These actions have evolved from a strategic review of Maiden’s operations announced earlier this year, which have a goal of strengthening the organization’s capital position and improving operating performance, in part through expense reductions, AM Best noted.
AM Best said that the “under review with negative implications status” reflects uncertainty regarding potential future transactions and their successful completion; the as yet-unresolved, previously disclosed, renewal of the reinsurance agreement with AmTrust Financial Services, and the ultimate performance of the reserves related to business assumed from AmTrust.
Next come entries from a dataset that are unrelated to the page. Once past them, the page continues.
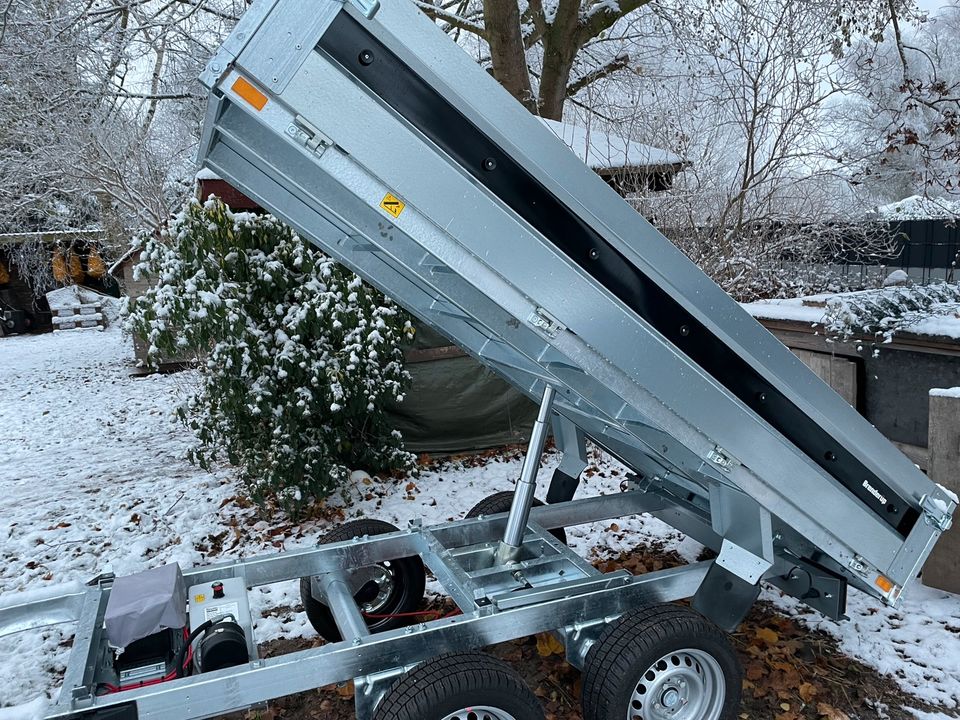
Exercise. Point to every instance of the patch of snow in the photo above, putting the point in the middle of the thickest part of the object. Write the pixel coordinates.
(945, 392)
(921, 715)
(897, 277)
(33, 710)
(790, 309)
(207, 174)
(917, 644)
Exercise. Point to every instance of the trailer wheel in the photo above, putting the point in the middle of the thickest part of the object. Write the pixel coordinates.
(460, 686)
(384, 592)
(501, 502)
(663, 662)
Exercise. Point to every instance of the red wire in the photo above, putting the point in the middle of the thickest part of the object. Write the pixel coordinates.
(422, 613)
(172, 675)
(373, 616)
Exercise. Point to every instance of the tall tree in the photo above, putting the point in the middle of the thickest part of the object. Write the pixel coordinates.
(545, 52)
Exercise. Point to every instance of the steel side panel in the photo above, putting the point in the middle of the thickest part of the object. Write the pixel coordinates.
(571, 297)
(415, 38)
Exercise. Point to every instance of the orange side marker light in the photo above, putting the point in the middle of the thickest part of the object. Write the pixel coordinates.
(245, 89)
(884, 584)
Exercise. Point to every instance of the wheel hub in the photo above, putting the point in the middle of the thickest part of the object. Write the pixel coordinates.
(372, 586)
(684, 685)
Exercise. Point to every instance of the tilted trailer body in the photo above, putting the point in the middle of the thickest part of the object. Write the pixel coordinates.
(368, 130)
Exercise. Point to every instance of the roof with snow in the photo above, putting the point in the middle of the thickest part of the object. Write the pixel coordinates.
(51, 238)
(603, 151)
(918, 207)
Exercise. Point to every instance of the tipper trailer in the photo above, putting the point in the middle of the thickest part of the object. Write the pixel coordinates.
(369, 131)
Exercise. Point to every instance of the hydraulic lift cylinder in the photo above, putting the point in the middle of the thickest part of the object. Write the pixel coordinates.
(526, 487)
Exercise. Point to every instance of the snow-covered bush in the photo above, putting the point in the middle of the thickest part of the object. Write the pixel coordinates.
(883, 313)
(300, 355)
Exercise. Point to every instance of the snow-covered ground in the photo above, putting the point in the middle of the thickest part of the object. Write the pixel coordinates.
(93, 477)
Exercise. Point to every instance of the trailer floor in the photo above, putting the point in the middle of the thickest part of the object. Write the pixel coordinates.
(92, 474)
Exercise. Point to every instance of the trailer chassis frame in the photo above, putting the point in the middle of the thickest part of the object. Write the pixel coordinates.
(548, 588)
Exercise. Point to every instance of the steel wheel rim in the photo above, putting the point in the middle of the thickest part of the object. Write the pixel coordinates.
(385, 579)
(479, 712)
(683, 685)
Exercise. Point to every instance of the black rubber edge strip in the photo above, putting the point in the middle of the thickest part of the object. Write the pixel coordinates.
(372, 64)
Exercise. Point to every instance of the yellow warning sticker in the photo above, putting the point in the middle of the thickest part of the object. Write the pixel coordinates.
(392, 205)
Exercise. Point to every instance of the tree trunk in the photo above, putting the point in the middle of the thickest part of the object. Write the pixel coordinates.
(507, 52)
(561, 43)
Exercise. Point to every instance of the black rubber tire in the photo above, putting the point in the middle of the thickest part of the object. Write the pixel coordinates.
(453, 682)
(410, 579)
(501, 502)
(627, 648)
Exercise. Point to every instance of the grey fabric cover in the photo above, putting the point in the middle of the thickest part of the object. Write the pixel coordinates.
(143, 604)
(455, 404)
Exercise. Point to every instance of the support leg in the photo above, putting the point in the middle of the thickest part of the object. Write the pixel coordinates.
(523, 495)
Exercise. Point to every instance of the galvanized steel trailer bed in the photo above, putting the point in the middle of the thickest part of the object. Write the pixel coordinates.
(364, 127)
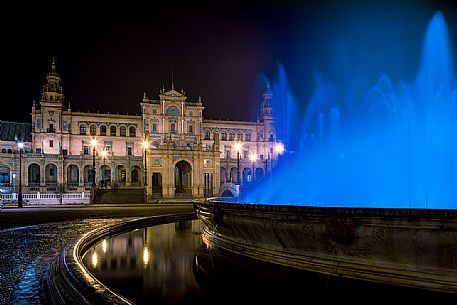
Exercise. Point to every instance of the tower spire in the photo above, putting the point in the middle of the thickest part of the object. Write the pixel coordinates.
(172, 83)
(53, 65)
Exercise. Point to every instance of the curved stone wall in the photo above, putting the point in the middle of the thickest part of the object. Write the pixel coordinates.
(68, 280)
(409, 247)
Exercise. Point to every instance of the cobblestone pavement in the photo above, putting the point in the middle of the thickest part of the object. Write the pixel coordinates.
(26, 251)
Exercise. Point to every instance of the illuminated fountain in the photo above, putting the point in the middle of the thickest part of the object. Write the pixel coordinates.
(370, 190)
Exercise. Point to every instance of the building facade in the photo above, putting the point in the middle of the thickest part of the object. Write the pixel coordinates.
(170, 150)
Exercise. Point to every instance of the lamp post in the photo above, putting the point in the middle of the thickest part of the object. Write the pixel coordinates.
(102, 171)
(253, 158)
(20, 145)
(93, 143)
(145, 146)
(238, 148)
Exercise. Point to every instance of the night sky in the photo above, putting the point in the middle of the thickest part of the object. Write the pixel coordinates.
(108, 56)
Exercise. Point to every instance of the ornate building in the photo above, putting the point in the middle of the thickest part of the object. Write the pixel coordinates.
(181, 153)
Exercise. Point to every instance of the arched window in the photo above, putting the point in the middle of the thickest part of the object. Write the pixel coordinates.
(82, 129)
(172, 110)
(207, 135)
(123, 131)
(132, 131)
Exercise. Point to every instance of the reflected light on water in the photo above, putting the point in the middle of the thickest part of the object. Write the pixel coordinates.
(145, 256)
(94, 259)
(104, 246)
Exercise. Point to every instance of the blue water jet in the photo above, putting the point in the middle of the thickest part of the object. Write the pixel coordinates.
(395, 148)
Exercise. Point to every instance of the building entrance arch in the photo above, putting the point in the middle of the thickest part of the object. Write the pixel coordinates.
(183, 179)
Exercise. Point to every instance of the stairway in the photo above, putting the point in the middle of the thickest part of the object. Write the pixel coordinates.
(112, 196)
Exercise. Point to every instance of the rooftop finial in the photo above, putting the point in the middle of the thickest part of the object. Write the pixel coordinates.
(172, 83)
(53, 65)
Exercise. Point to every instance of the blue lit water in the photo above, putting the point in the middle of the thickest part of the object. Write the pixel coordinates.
(395, 147)
(170, 264)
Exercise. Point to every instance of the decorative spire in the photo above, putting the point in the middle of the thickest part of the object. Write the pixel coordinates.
(53, 66)
(172, 83)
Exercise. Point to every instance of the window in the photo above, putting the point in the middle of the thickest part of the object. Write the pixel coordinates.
(172, 110)
(123, 131)
(132, 131)
(260, 136)
(82, 129)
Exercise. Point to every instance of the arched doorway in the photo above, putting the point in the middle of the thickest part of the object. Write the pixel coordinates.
(223, 175)
(72, 177)
(88, 176)
(121, 176)
(51, 177)
(34, 176)
(183, 179)
(105, 177)
(136, 176)
(247, 177)
(5, 183)
(156, 185)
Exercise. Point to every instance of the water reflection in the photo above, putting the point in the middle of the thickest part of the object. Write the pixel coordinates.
(170, 264)
(149, 264)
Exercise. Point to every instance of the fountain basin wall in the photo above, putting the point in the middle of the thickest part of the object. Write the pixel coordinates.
(408, 247)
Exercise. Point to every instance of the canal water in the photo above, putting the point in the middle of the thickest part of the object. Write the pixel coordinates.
(170, 264)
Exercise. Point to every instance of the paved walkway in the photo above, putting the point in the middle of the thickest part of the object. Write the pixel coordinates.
(32, 236)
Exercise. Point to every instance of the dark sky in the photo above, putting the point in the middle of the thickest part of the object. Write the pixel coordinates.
(108, 56)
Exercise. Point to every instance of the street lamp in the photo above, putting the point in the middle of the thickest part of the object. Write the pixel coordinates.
(20, 145)
(145, 146)
(104, 153)
(93, 143)
(253, 158)
(237, 148)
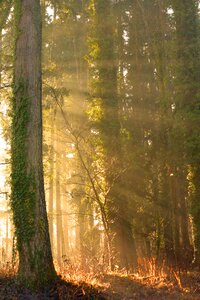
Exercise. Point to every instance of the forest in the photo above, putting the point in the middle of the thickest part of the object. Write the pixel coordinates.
(100, 149)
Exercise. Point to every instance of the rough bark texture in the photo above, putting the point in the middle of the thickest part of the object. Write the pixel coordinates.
(28, 199)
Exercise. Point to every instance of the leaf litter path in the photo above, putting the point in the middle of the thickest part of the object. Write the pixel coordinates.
(111, 287)
(132, 288)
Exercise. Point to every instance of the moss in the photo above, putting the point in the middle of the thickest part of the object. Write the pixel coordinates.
(23, 192)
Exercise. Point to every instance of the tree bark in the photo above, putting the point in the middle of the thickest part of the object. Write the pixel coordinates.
(28, 198)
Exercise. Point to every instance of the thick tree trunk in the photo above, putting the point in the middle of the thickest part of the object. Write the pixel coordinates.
(28, 199)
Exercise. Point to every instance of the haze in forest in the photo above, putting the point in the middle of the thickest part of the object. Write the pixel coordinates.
(117, 136)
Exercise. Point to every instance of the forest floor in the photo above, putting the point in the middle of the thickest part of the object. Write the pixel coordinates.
(116, 286)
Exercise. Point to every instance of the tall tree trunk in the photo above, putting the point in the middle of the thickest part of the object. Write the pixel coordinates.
(187, 97)
(28, 199)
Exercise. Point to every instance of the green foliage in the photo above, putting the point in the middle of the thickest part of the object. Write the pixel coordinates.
(23, 197)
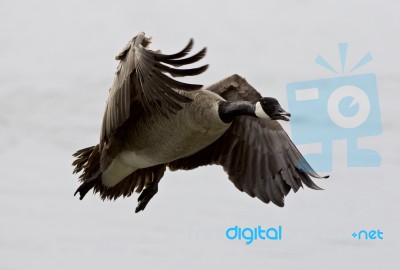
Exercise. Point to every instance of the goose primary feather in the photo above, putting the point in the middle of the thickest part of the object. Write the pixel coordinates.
(153, 121)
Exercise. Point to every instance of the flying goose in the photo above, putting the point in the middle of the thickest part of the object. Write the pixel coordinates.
(153, 121)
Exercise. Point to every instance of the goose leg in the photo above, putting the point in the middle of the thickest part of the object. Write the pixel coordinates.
(88, 185)
(146, 196)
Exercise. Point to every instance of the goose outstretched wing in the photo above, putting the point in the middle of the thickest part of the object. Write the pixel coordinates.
(257, 154)
(141, 83)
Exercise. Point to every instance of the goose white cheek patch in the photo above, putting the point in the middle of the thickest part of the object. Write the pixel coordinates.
(260, 112)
The negative implications also reflect the potential impact that the sale of the US Diversified business will have on the group’s on-going business profile, the ratings agency said.
Maiden’s business profile will contract as a result of the actions, with the majority of its current business that is not related to AmTrust being sold, AM Best noted. While recognizing the potential benefits to operating performance over the longer term from discontinuing the diversified business, which historically had weaker results, the diminution of the business profile is a key factor in the under review with negative implications status.
On-going business at Maiden will include its AmTrust business, which accounted for the majority of the enterprise’s revenue in 2017, and its European International Insurance Services and Capital Solutions businesses.
AmTrust has continued to drag on the reinsurer’s performance in the second quarter of 2018 and both companies decided to reduce the notice period for termination of their quota share agreement from nine months to five months prior to July 1, 2019.
Maiden’s AmTrust reinsurance segment produced a combined ratio of 106.7 percent in the second quarter of 2018 after 101.5 percent in the same period a year ago, driven primarily by higher initial current year loss ratios on current year premiums earned during the period.